Selasa, 07 Juli 2009

Gazaku Menangis

Bulan ini bulan Januari. Bulannya jarang mandi. Perkiraan cuaca dari Badan Metereologi dan Geofisika Sudan menyatakan bahwa suhu udara Sudan bulan ini semakin melorot; dari 47 derajat celcius mendekati 17 derajat celcius. Tubuh tropis saya menggigil setiap disentuh angin dingin.

Rembulan merambati malam. Angin malam menerkam kesunyian. Dedaunan gaduh. Reranting tua rapuh jatuh menjemput takdir akhir, kematian. Kunang-kunang bermain kejar-kejaran dengan serpihan cahaya rembulan yang sembunyi di punggung dedaunan. Malu kepada kunang-kunang yang telah membuatnya jatuh cinta. Deg-degan jika berpandang mata. keringatan jika disapa. Gelingsatan ketika dipuja. Itulah mula cinta. (Hati-hati jangan sampai demam). Binatang malam melirihkan suara. Seperti bisik. Lama-lama beribu risik. Mengusik ketenangan bintang-gumintang. Bintang-gumintang yang bisa dihitung dengan jari tangan dan kaki.
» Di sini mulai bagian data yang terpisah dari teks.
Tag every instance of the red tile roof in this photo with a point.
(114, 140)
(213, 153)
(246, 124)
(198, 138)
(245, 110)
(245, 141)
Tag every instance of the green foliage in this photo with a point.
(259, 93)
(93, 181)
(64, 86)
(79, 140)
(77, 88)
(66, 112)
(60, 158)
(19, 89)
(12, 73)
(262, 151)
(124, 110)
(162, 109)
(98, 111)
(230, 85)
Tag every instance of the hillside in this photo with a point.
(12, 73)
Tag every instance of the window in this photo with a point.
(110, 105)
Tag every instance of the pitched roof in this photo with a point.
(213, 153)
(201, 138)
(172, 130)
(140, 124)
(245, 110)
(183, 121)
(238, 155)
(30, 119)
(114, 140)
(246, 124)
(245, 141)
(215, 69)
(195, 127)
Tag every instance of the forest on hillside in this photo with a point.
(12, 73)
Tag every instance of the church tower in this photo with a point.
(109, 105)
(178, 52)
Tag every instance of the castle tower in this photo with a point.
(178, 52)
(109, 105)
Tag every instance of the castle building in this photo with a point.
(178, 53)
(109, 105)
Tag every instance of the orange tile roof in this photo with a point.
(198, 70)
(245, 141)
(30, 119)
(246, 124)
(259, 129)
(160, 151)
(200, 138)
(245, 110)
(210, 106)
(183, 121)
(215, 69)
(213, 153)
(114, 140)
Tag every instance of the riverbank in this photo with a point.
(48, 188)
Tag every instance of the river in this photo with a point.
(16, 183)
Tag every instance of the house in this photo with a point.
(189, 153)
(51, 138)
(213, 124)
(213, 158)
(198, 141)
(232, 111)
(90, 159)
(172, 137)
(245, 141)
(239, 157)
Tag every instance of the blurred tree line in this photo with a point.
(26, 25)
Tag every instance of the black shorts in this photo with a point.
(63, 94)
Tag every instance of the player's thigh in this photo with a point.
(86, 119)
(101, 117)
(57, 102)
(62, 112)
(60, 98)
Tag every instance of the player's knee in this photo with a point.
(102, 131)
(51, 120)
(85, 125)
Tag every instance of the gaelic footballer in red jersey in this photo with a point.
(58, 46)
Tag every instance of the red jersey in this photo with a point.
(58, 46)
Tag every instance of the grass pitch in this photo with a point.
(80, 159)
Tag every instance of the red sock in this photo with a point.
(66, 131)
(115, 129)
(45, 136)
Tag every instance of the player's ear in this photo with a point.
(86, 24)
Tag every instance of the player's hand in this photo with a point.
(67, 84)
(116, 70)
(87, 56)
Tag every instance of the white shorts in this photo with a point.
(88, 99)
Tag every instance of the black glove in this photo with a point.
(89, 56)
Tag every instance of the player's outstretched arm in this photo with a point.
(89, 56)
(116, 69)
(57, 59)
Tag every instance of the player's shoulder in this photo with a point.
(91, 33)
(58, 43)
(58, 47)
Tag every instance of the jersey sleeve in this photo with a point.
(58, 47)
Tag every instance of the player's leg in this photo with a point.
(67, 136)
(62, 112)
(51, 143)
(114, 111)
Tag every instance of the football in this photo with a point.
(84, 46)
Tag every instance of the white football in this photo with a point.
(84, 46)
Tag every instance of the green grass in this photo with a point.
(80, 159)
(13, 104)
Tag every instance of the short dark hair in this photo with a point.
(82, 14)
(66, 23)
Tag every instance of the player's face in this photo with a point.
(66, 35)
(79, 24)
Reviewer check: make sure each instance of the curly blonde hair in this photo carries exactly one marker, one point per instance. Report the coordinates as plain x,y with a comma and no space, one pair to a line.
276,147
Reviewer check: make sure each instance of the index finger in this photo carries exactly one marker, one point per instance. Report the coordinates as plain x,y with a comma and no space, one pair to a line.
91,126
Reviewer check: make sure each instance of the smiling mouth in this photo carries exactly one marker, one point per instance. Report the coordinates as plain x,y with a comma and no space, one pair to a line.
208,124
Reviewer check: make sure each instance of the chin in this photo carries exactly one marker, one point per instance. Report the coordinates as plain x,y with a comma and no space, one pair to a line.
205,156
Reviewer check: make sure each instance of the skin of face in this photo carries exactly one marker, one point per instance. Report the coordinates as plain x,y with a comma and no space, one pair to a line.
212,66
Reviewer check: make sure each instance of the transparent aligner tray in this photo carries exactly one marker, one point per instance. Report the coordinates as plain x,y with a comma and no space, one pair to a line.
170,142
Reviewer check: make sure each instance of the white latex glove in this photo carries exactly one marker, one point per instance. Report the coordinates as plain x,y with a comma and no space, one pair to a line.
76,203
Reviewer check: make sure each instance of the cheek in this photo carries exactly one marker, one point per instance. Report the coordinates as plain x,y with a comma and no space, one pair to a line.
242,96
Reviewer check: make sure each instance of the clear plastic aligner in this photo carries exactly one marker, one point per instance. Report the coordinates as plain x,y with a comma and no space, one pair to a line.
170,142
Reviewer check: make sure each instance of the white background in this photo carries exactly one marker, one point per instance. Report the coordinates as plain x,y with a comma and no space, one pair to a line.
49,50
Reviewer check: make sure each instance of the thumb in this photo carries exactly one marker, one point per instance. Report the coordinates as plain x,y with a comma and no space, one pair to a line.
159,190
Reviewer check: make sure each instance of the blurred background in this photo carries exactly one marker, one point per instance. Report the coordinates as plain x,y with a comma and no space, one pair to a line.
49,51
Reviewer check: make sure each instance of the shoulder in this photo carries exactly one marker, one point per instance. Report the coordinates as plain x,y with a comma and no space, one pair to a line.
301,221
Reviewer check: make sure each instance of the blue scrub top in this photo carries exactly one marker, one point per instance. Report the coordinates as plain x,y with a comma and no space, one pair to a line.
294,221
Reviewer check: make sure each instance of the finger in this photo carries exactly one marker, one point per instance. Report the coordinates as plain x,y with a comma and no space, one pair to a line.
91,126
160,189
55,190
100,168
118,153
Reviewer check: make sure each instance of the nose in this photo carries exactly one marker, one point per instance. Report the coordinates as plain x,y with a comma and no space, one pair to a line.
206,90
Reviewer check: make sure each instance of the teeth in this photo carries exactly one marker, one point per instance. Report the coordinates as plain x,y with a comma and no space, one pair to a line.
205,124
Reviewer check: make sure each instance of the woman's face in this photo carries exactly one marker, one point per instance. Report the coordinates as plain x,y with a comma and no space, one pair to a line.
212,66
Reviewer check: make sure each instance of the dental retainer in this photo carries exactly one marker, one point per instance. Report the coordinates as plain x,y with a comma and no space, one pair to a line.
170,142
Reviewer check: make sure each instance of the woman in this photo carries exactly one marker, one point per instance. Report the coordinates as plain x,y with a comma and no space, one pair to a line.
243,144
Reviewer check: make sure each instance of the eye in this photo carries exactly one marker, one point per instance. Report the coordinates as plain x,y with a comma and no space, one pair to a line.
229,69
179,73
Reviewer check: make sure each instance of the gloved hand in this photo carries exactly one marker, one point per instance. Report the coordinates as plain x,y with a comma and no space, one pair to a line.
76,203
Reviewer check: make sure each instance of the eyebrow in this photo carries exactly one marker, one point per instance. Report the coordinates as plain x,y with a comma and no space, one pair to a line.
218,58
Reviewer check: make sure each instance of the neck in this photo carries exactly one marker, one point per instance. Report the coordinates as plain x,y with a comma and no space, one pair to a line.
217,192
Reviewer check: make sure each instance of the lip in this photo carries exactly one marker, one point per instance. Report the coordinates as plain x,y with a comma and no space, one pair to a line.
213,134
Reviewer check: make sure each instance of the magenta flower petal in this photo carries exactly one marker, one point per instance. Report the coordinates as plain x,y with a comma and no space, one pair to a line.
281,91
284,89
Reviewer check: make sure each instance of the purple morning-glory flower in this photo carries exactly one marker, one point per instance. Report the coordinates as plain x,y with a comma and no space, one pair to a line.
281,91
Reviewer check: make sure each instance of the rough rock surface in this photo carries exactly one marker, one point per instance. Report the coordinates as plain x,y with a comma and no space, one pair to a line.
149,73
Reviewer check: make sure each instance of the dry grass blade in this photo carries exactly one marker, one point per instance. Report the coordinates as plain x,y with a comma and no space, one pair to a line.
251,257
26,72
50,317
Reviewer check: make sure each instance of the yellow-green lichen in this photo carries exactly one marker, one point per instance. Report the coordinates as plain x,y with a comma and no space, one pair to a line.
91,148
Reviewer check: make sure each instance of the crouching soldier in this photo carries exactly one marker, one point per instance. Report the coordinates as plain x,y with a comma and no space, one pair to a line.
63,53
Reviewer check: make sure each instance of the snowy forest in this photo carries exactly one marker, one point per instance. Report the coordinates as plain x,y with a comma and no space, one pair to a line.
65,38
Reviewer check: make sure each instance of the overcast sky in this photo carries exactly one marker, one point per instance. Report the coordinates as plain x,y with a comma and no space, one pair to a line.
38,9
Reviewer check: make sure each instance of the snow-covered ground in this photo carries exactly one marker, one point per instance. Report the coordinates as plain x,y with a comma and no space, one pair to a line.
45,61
Cahaya kerlipnya menambah indah cahaya rembulan.

Malam ini aku ingin keluar malam. Aku ingin membeli odol dan sabun. Besok pagi aku ingin mandi. Sudah dua hari aku tidak mandi. Bukan karena takut air dingin dan malas mandi, tetapi karena persediaan odol dan sabunku habis. Hendak beli odol dan sabun baru, namun selembar dinar pun tak ada di lemari kamar, di dompet tua hanya ada foto keluarga dan kartu mahasiswa. Untung ada teman yang pulang dari haji plus. Aku dapat bonus surban dan selembar dinar: sepuluh pound Sudan.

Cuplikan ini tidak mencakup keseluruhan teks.